Хуэй-нэн (637–713), который был шестым патриархом после Бодхидхармы, был настоящим китайским основателем дзэн; ибо именно через него и его прямых последователей дзэн смог сбросить одеяние, заимствованное из Индии, и начал надевать то, что было скроено и сшито местными руками. Дух дзэн, конечно, был тем же самым, что пришел в Китай, передаваясь без перерыва от Будды, но форма выражения была полностью китайской, ибо это было их собственное творение. Подъем дзэн после этого был феноменальным. Скрытая энергия, которая накапливалась во время натурализации, внезапно вырвалась в активную работу, и дзэн совершил почти триумфальное шествие по всей земле Катая. Во время династии Тан (618–906), когда китайская культура достигла своего завершения, великие мастера дзэн сменяли друг друга в строительстве монастырей и обучении монахов, а также мирян-учеников, которые были образованы не только в конфуцианской классике, но и в буддийском учении Махаяны. Императоры также не отставали от них в выражении почтения этим провидцам дзэн, которых приглашали ко двору, чтобы они читали проповеди этим августейшим особам. Когда по политическим причинам буддизм подвергался преследованиям, что привело к потере многих ценных документов, произведений искусства и упадку некоторых школ, дзэн всегда первым восстанавливался и возобновлял свою деятельность с удвоенной энергией и энтузиазмом. На протяжении эпохи Пяти династий, в первой половине X века, когда Китай снова был раздираем на мелкие королевства и общая политическая ситуация казалась неблагоприятной для процветания религиозных чувств, дзэн процветал, как и прежде, и мастера поддерживали свои монастырские центры без помех.

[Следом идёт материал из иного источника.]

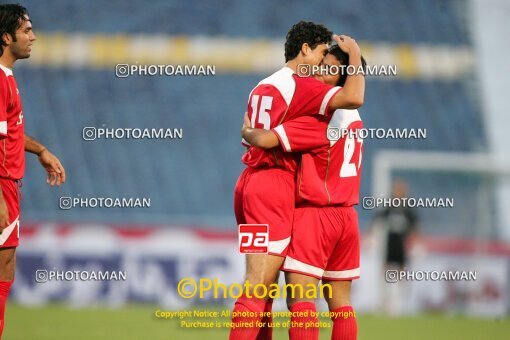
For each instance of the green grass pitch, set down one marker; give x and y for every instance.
(55, 322)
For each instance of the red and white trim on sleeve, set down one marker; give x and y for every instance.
(327, 99)
(282, 136)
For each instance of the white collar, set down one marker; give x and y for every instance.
(7, 71)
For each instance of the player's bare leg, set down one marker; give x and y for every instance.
(342, 313)
(261, 269)
(7, 265)
(304, 319)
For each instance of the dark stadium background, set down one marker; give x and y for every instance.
(440, 48)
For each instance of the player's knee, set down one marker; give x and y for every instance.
(7, 264)
(261, 278)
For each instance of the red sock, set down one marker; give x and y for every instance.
(266, 332)
(247, 325)
(344, 324)
(303, 327)
(5, 287)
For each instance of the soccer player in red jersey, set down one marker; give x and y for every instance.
(264, 192)
(17, 38)
(325, 239)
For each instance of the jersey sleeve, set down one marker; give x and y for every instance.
(315, 96)
(4, 104)
(303, 133)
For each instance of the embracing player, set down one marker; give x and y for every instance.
(325, 237)
(17, 38)
(264, 192)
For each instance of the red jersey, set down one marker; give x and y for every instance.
(12, 133)
(330, 169)
(279, 98)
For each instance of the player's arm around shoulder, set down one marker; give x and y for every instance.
(264, 139)
(50, 162)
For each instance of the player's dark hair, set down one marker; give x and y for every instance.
(343, 58)
(305, 32)
(12, 17)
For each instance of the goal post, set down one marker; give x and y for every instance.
(486, 166)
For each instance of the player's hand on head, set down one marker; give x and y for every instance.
(56, 172)
(347, 44)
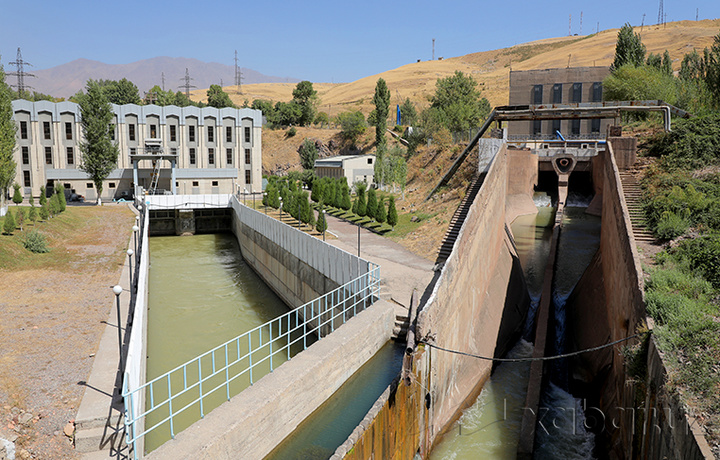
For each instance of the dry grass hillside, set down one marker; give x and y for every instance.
(490, 68)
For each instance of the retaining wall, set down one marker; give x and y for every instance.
(297, 266)
(640, 419)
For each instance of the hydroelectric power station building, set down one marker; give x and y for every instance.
(186, 150)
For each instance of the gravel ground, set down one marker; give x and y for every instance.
(51, 320)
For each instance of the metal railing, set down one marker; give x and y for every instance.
(203, 383)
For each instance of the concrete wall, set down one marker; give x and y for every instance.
(255, 421)
(478, 306)
(297, 266)
(641, 419)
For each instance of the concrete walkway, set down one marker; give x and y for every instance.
(401, 271)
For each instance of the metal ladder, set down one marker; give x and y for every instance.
(155, 177)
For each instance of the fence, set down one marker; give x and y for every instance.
(203, 383)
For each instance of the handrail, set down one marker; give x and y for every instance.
(237, 356)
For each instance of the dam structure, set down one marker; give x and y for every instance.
(470, 315)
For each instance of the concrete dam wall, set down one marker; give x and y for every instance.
(298, 267)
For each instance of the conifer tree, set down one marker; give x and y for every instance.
(392, 213)
(9, 223)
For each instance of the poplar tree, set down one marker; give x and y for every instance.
(381, 99)
(7, 138)
(99, 151)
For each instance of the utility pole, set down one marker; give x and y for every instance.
(238, 77)
(20, 73)
(187, 84)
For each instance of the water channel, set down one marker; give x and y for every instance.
(490, 428)
(202, 294)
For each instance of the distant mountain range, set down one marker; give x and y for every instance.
(67, 79)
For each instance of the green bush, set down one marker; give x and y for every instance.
(671, 226)
(35, 241)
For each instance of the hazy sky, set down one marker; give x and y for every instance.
(321, 41)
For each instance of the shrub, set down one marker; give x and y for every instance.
(35, 241)
(671, 225)
(9, 223)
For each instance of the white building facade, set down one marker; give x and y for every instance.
(203, 150)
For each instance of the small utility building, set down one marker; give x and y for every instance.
(354, 168)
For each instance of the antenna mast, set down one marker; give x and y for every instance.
(187, 84)
(20, 73)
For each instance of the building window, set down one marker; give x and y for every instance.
(537, 94)
(575, 127)
(577, 92)
(537, 127)
(557, 93)
(555, 127)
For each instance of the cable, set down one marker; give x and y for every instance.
(543, 358)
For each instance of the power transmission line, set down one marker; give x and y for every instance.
(20, 73)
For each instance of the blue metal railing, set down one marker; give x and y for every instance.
(238, 363)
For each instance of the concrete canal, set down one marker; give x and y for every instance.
(491, 426)
(202, 294)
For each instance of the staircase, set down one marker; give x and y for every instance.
(457, 220)
(633, 195)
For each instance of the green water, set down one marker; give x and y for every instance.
(203, 294)
(330, 425)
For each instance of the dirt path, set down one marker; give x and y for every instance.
(52, 313)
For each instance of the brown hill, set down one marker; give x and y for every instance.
(490, 68)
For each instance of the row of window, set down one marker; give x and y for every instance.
(191, 133)
(47, 132)
(575, 93)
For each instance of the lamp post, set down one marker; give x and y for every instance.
(135, 230)
(117, 290)
(130, 253)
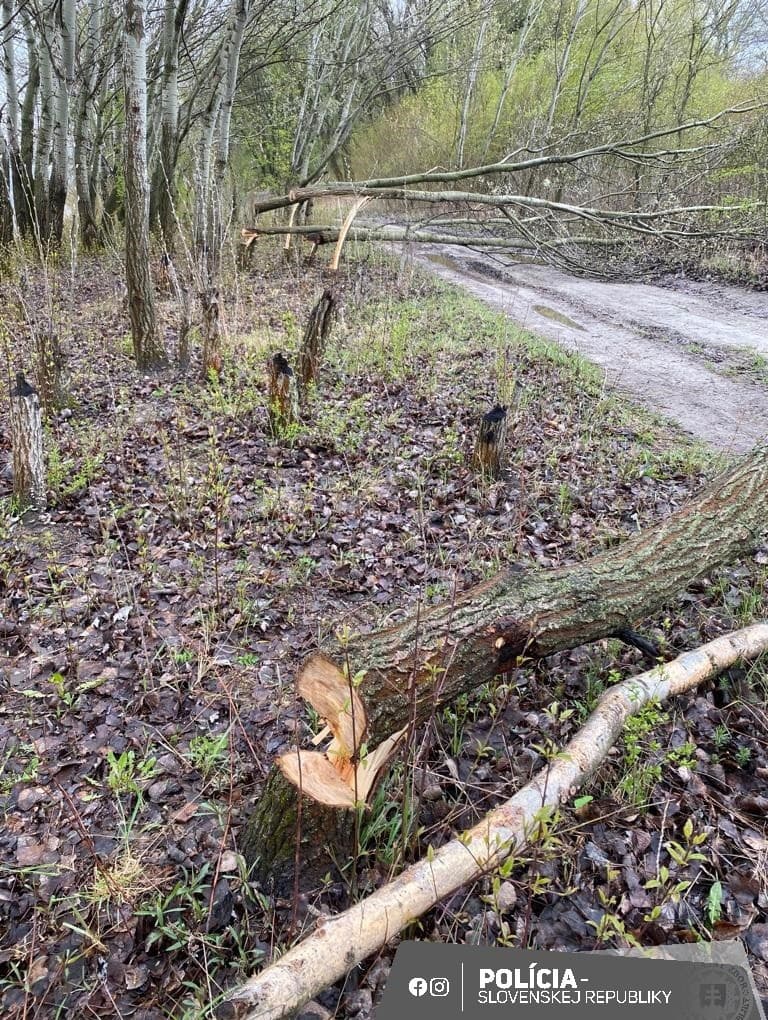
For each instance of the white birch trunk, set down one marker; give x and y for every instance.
(147, 347)
(469, 91)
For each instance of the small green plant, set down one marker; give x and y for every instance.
(208, 752)
(125, 774)
(743, 756)
(715, 903)
(641, 760)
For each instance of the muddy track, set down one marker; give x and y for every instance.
(696, 352)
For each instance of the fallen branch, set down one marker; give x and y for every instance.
(339, 944)
(450, 649)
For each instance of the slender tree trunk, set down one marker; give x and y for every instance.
(162, 209)
(240, 16)
(147, 347)
(90, 230)
(438, 654)
(63, 49)
(24, 201)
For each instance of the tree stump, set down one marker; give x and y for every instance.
(450, 649)
(283, 394)
(211, 334)
(27, 431)
(315, 338)
(490, 450)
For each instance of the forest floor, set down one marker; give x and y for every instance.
(152, 621)
(694, 350)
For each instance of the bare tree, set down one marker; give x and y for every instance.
(147, 347)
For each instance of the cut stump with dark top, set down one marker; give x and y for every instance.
(27, 432)
(315, 338)
(490, 450)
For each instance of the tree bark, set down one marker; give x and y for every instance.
(163, 192)
(64, 38)
(147, 347)
(283, 394)
(315, 338)
(450, 649)
(342, 941)
(490, 451)
(27, 432)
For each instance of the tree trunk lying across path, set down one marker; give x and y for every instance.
(442, 652)
(342, 941)
(27, 438)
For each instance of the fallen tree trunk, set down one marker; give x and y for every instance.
(440, 653)
(342, 941)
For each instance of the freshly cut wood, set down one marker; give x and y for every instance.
(27, 438)
(492, 442)
(342, 941)
(447, 650)
(315, 338)
(283, 394)
(345, 773)
(349, 219)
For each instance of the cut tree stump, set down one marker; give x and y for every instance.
(27, 432)
(491, 448)
(342, 941)
(283, 394)
(315, 338)
(211, 334)
(447, 650)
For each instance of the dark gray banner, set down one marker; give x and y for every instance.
(431, 980)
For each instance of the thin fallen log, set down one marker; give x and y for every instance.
(27, 440)
(341, 942)
(283, 395)
(491, 447)
(448, 650)
(315, 338)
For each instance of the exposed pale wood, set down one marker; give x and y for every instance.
(447, 650)
(315, 338)
(283, 394)
(340, 942)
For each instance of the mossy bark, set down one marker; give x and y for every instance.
(446, 651)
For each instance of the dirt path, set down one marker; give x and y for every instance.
(694, 352)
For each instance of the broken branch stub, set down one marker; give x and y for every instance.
(343, 775)
(341, 941)
(315, 338)
(283, 394)
(27, 432)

С возвышением династии Сун (960–1279) дзэн достиг вершины своего развития и влияния, в то время как другие секты буддизма демонстрировали признаки быстрого упадка. Когда история открывается на страницах династий Юань (1280–1367) и Мин (1368–1661), буддизм оказывается отождествленным с дзэн. Кэгон (Аватамсака), Тэндай (Тянь-тай), Санрон (Сань-лунь), Куся (Абхидхарма-коша), Хоссо (Йогачара) и Сингон (Мантра), если они не были полностью уничтожены в результате преследований, ужасно страдали от нехватки свежей крови. Возможно, они в любом случае должны были вымереть из-за того, что не были полностью ассимилированы китайской мыслью и чувством; в них было слишком много индийского элемента, который препятствовал их полной акклиматизации. Во всяком случае, дзэн как сущность ума Будды продолжал процветать, так что любые китайские умы, хоть сколько-нибудь склонные к буддизму, приходили к изучению дзэн и пренебрегали остальными буддийскими школами, все еще существовавшими, хотя и на последней стадии своей продуктивной деятельности. Единственная форма буддизма, которая сохраняет свою жизнеспособность в определенной степени даже по сей день, — это дзэн, более или менее модифицированный, чтобы приспособиться к тенденции Чистой Земли, которая росла вскоре после введения буддизма в Китай.